- デービッド・ボーンスタイン, 井上英之, 有賀 裕子
- 世界を変える人たち―社会起業家たちの勇気とアイデアの力
「子どもを守る、24時間の電話(インド)」「社会起業家のさきがけ、ナイチンゲール(イギリス)」「世界の環境政策を変えた男(アメリカ)」「貧しい村に電気を(ブラジル)」「社会主義国に誕生した、障害者の「夢の家」(ハンガリー)」「スラム街の子を病気から守る(ブラジル)」「低所得者の大学進学支援(アメリカ)」「差別の国でエイズ患者を救う(南アフリカ)」「車イスから世界を変える(インド)」「2500万人の幼い命を救ったユニセフ事務局長(アメリカ)」 と10人の社会起業家を紹介したあと、後半はアショカ財団の活動を紹介しています。
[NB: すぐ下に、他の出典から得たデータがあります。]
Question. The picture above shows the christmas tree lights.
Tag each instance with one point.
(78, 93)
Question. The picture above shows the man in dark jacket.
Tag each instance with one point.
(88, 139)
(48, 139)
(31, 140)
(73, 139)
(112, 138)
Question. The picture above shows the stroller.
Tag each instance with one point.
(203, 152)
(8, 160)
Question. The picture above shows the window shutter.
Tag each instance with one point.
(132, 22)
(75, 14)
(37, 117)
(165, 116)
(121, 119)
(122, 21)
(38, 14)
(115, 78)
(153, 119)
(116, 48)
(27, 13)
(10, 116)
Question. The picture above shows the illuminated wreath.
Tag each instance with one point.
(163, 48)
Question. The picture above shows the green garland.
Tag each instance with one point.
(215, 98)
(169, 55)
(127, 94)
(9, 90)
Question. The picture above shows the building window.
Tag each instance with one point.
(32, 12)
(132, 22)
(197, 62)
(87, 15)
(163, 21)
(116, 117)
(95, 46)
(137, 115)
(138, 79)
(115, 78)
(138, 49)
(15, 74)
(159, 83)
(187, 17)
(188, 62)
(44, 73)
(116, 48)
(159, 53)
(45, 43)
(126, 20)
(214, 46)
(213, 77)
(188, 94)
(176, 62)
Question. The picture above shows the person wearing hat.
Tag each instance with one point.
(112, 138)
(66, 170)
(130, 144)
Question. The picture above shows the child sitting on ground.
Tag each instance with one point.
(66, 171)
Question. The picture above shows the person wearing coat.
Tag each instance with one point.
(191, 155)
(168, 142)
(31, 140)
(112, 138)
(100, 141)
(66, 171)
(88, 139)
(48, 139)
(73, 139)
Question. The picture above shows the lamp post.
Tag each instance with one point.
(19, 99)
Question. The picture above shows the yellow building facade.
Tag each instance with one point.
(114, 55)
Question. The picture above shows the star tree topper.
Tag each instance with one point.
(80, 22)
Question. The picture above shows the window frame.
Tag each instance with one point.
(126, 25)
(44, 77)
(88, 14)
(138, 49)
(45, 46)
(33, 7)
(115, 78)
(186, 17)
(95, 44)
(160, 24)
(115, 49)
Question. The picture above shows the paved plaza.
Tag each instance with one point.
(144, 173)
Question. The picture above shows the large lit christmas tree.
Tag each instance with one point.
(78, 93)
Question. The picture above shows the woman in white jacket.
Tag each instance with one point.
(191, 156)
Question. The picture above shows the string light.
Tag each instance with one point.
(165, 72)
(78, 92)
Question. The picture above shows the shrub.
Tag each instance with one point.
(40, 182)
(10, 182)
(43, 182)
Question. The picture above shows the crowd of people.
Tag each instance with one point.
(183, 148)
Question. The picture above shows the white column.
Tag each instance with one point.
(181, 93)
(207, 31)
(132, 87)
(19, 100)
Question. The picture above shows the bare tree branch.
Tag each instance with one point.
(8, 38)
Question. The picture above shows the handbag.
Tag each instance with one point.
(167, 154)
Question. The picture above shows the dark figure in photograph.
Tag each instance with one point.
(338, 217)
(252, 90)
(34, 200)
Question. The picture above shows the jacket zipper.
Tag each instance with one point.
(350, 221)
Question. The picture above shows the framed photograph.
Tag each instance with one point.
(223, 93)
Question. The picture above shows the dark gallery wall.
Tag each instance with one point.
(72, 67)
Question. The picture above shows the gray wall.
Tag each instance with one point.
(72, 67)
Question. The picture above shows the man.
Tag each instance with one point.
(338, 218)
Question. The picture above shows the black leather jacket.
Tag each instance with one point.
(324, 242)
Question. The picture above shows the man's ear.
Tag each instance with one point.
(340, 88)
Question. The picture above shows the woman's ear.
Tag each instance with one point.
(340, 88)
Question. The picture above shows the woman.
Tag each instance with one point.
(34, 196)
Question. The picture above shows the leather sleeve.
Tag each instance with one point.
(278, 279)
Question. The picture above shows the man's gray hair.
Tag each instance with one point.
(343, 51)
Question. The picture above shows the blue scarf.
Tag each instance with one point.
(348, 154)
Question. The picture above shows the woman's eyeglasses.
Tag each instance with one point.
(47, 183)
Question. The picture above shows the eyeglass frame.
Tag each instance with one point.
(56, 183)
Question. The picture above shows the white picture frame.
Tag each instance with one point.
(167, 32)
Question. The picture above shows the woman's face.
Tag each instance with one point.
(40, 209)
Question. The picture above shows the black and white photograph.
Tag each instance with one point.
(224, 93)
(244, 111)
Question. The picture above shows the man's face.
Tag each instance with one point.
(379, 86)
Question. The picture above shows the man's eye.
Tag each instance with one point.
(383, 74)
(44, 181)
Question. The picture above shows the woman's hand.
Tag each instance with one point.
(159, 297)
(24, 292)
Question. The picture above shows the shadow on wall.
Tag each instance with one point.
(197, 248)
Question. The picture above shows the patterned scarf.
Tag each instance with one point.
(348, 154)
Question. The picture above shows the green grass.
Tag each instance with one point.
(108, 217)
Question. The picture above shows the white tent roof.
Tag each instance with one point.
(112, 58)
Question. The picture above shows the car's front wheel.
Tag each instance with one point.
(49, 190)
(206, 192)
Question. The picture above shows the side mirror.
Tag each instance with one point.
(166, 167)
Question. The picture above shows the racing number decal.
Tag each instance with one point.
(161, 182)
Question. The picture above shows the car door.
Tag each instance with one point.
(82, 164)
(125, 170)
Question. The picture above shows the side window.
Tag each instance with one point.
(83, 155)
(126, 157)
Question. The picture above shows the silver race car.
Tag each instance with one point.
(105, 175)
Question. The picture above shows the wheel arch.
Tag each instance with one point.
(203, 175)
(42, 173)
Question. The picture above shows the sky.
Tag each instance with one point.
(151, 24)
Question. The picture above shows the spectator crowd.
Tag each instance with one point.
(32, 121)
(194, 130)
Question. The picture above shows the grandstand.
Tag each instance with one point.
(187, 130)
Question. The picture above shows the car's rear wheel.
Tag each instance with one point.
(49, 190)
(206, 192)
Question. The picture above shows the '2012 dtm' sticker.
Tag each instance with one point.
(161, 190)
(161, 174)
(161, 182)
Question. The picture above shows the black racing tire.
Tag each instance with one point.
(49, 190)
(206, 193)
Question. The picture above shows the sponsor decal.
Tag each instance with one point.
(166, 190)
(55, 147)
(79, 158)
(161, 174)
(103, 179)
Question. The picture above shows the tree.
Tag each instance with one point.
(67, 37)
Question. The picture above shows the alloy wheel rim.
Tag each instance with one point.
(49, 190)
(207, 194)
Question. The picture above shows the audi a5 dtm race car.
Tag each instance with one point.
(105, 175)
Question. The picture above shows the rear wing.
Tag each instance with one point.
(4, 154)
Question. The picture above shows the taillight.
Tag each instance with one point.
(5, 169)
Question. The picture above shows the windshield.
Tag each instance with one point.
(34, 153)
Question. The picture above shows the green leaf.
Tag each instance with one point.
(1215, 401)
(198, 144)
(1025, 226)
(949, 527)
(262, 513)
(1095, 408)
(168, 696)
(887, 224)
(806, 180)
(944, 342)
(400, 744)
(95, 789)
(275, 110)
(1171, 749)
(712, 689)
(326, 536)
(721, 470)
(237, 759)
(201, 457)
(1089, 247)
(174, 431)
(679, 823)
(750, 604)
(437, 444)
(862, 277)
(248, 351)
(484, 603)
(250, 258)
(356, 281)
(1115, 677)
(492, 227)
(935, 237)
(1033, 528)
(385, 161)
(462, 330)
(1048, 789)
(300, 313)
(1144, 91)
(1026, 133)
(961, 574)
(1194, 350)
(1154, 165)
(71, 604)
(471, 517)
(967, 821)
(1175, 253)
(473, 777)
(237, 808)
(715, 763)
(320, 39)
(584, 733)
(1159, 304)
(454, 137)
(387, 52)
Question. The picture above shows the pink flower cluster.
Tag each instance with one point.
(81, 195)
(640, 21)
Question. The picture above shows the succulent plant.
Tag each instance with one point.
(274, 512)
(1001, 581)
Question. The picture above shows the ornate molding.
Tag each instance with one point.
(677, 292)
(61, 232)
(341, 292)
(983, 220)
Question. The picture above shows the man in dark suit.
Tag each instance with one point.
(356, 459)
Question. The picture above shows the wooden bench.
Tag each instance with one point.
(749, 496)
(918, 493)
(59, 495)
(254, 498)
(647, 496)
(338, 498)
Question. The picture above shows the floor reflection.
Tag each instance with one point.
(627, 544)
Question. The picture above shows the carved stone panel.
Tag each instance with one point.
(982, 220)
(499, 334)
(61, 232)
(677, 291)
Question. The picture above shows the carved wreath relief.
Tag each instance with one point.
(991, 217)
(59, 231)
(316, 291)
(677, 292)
社会起業家とは、社会的な問題をビジネスの手法を用いて解決する人々のこと。
著者は、この「社会起業家」を「社会の重要な問題を解決に導くために新しいアイデアを抱き、不屈の精神でビジョンの実現を目指す人々、頑として弱音を吐かず、決して諦めずに、どこまでもどこまでもアイデアを広げていく人々である。」と定義しています。
一般的な社会貢献活動と異なるのは、現実的な事業家の視点があるということでしょう。
新たなアイデアを広げていくという点ではベンチャー企業と共通しています。
異なる部分は、求めるものが金銭的な成功なのか、社会を変えることなのか、というところだと思いますが、峻別されるようなものでもなく、境界線にある事業もあると思います。
日本ではまだあまり注目されていませんが、今後、「社会起業家」という概念は浸透してくるのではないでしょうか。